The right to cross-examine witnesses, a tale of two methodologies: judgment of the CJEU in the case of HYA and Others

In the case of HYA and Others (C-348/21, 8.12.2022), the CJEU ruled on whether national legislation which allowed a person to be convicted on the basis of statements by witnesses who had not been cross-examined by the defence at the trial was compatible with the Directive on the strengthening of certain aspects of the presumption of innocence and of the right to be present at the trial in criminal proceedings (2016/343), read in combination with Articles 47(2) and 48, paragraph 2, of the EU-Charter.

The issue at the heart of the present case was about whether there was a right for the accused not only to attend their trial, as stipulated by Article 8(1) of the Directive, but also to cross-examine witnesses at the trial. Whereas under the Convention the answer to that question is obvious, spelled out as it is in its Article 6 § 3 d), the CJEU had to make long developments, thereby relying on the Strasbourg case-law, to come to the same conclusion. This is because the said Directive is silent about that issue.

Thus, next to such other recent rulings as in Spetsializirana prokuratura, HN and DD applying the same Directive, this case is another telling illustration of the limits of what the Directives on procedural rights in criminal proceedings, as the one at stake in this case, can achieve. While these directives are meant to codify and reinforce current case-law with a view to enhancing mutual trust amongst member States (see Recital 10 of the Directive at stake in this case), their weakness lies in the fact that they can cover only part of the huge amount of case-law existing in this field, while at the same time they freeze the part of the case-law which they actually cover, with the risk of being overtaken by events in case of further developments of that case-law. The result are important lacunae in these directives which the CJEU undertakes to gradually fill, not least by drawing to a significant extent on the Strasbourg case-law.

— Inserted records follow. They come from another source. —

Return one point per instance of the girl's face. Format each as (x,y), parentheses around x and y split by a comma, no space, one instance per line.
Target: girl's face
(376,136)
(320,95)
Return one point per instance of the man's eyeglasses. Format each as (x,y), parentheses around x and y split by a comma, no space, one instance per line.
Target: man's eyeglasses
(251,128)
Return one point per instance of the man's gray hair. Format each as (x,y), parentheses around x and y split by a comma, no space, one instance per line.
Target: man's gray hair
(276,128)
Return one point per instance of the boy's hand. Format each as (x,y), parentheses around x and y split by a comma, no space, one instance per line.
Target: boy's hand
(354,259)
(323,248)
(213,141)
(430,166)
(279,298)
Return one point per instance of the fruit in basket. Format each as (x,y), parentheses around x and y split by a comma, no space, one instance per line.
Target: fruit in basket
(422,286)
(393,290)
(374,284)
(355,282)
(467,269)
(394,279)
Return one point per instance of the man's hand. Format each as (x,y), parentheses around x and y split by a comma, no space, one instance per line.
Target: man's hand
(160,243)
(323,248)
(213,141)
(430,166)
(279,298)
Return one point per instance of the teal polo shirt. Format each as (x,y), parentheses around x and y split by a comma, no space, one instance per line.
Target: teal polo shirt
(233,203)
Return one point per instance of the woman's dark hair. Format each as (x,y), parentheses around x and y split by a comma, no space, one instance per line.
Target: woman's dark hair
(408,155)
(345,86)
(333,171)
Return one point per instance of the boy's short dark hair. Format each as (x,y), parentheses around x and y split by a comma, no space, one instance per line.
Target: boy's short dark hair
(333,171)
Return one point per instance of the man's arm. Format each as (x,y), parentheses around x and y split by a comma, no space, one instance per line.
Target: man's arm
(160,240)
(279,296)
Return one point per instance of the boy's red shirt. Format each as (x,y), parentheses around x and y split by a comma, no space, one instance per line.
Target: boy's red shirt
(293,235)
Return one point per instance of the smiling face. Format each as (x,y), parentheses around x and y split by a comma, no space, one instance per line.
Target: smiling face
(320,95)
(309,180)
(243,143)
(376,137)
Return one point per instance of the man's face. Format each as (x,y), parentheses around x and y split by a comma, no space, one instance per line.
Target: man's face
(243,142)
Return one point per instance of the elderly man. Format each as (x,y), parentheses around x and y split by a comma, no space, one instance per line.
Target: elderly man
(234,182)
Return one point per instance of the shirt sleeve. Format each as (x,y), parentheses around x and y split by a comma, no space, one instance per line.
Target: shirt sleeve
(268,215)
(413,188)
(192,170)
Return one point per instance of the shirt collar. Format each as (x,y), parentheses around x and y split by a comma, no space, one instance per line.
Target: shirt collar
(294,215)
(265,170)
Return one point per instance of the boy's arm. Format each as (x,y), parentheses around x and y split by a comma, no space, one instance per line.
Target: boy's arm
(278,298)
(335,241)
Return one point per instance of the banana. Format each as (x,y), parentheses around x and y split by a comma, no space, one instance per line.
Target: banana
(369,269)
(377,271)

In the present case, the CJEU first found, after some lengthy developments, that a right for an accused to just attend their trial without at the same time having the possibility to exercise at this trial the rights of the defence, including the right to cross-examine the witnesses for the prosecution, would strip the right to a fair trial of its essential content (§ 45).

The CJEU then turned to the possible limitations to the right to cross-examine witnesses, more specifically to the question whether the accused could be convicted on the basis of witness statements made during the investigation of the criminal case, in the absence of the accused and their lawyer. Here, another difficulty arose in that the Strasbourg and Luxembourg methodologies on this score differ. The CJEU, for its part, opted for squeezing the methodology applied by the ECtHR into its own methodology, which is based on Article 52(1) of the EU-Charter, thus complicating matters much more than would be necessary under the sole Convention.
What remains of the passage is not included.